The Rio All-Suite Hotel and Casino rumor mill is once again churning, and the latest gossip is that the off-Strip property is headed for demolition to make way for a Major League Baseball (MLB) ballpark.
The latest comes with Vital Vegas, which comes from ear-to-the-ground blogger Scott Roeben. In August, the media site relayed rumors that Caesars Entertainment was actively shopping the casino resort.
This week, Roeben upped the ante “with another juicy tidbit: As we’ve shared, could very well be a land play. New rumor suggests Rio could be demolished, site to be developed as (wait for it) Major League Baseball ballpark.”
Las Vegas welcomed its first major professional sports franchise by way of the NHL Golden Knights for the 2017-18 hockey season. The NFL Oakland Raiders are slated to kick off in Sin City in the fall of 2020.
With two of the four “big four” pro leagues in Las Vegas, there’s been plenty of speculation that the NBA and MLB will join in on the Sin City fun as well.
If You Build It
Station Casinos parent Red Rock Resorts purchased the Palms in 2016 for $312.5 million. The casino resort, which sits just west of the Rio, was originally scheduled to undergo a $350 million renovation. That price has since ballooned to $620 million.
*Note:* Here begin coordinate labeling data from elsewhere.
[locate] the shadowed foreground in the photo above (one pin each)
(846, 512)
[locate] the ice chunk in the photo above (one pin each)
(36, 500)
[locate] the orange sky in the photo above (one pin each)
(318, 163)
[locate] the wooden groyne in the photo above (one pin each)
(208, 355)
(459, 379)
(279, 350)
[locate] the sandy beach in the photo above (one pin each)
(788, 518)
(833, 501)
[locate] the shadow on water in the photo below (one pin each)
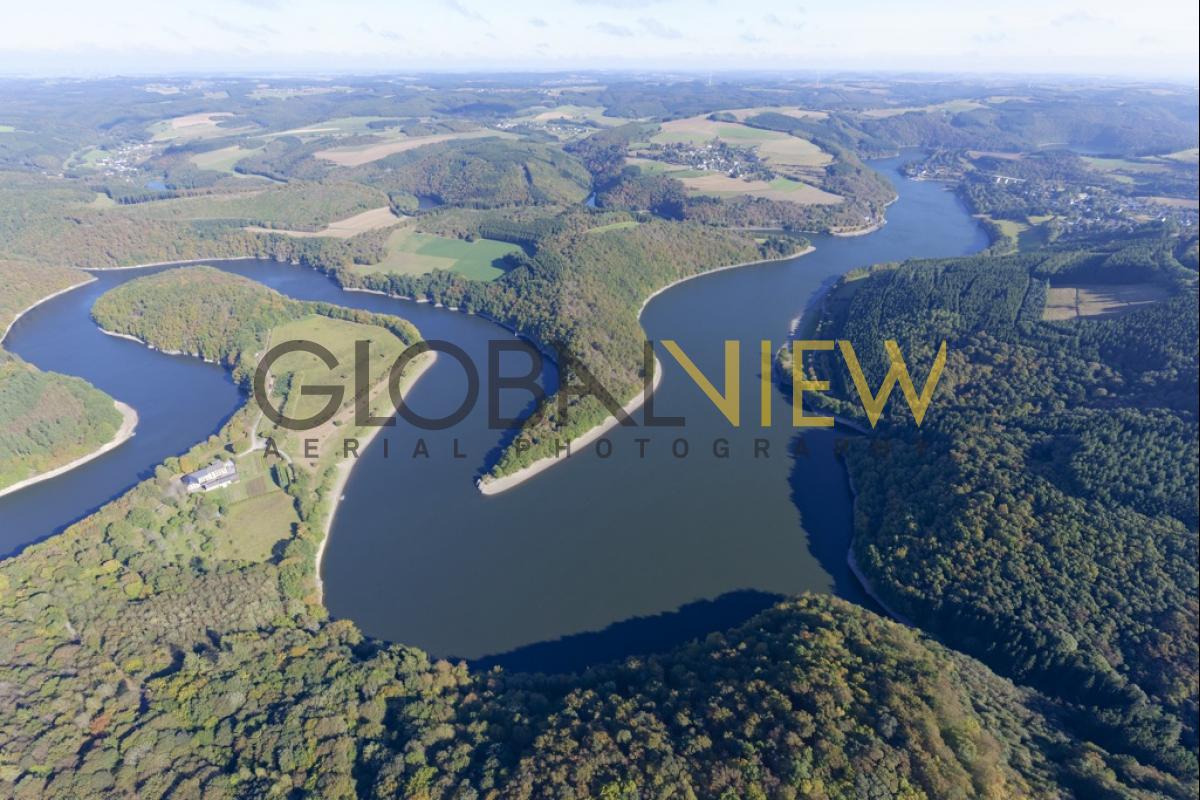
(634, 637)
(821, 492)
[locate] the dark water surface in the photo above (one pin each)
(593, 559)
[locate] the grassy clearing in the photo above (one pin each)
(298, 370)
(948, 107)
(1123, 164)
(261, 513)
(1099, 300)
(1177, 202)
(337, 126)
(781, 151)
(613, 226)
(195, 126)
(364, 154)
(780, 188)
(346, 228)
(593, 114)
(702, 181)
(789, 110)
(1188, 156)
(415, 253)
(222, 160)
(699, 130)
(292, 206)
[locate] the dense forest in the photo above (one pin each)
(1038, 529)
(1044, 516)
(579, 296)
(46, 419)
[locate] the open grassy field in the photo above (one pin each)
(364, 154)
(948, 107)
(1189, 156)
(257, 524)
(1099, 299)
(779, 188)
(261, 513)
(790, 110)
(1177, 202)
(336, 126)
(195, 126)
(415, 253)
(701, 181)
(1125, 164)
(345, 228)
(593, 114)
(613, 226)
(298, 370)
(293, 206)
(781, 151)
(222, 160)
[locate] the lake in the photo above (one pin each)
(594, 559)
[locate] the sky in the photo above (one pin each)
(1147, 38)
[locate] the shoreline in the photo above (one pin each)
(491, 486)
(124, 433)
(34, 305)
(185, 262)
(852, 560)
(151, 347)
(498, 485)
(347, 464)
Roeben speculates that the Fertittas, the billionaires who own a majority stake in Station Casinos, might know something the rest of us don’t.
“There’s been a spike in investor interest in parcels around Rio. The speculation part: If an MLB ballpark plan is in the works, it’s an ‘Aha’ moment for why Stations has invested so much in Palms when it can’t possibly recoup the investment—unless they know something we don’t,” a Vital Vegas tweet read on Monday.
Like the $1.8 billion NFL stadium being built just west of I-15 between Hacienda Avenue and Russell Road, an MLB ballpark in Las Vegas would need to be a domed facility due to the Southern Nevada desert heat.
The plot of land the Rio sits would be more than capable of becoming an MLB site. The roughly 100 acres is nearly 40 more than the acreage where the Raiders stadium is being built.
Las Vegas was shunned by the NFL, MLB, NBA, and NHL for decades due to the city’s widespread sports betting, but with the federal ban now repealed and some sort of gambling found in nearly every state in America, that attitude is quickly changing.
MGM Resorts CEO Jim Murren, whose company has a 50 percent stake in T-Mobile Arena, hopes to bring the town an NBA team. MGM already owns the WNBA’s Las Vegas Aces.
“I would think it would be highly plausible that an NBA team would like to relocate to what’s becoming one of the sports capitals of the US,” Murren declared in August after MGM reached a partnership deal with the NBA. “I frankly think it will happen. It’s a pretty fun place to watch sports.”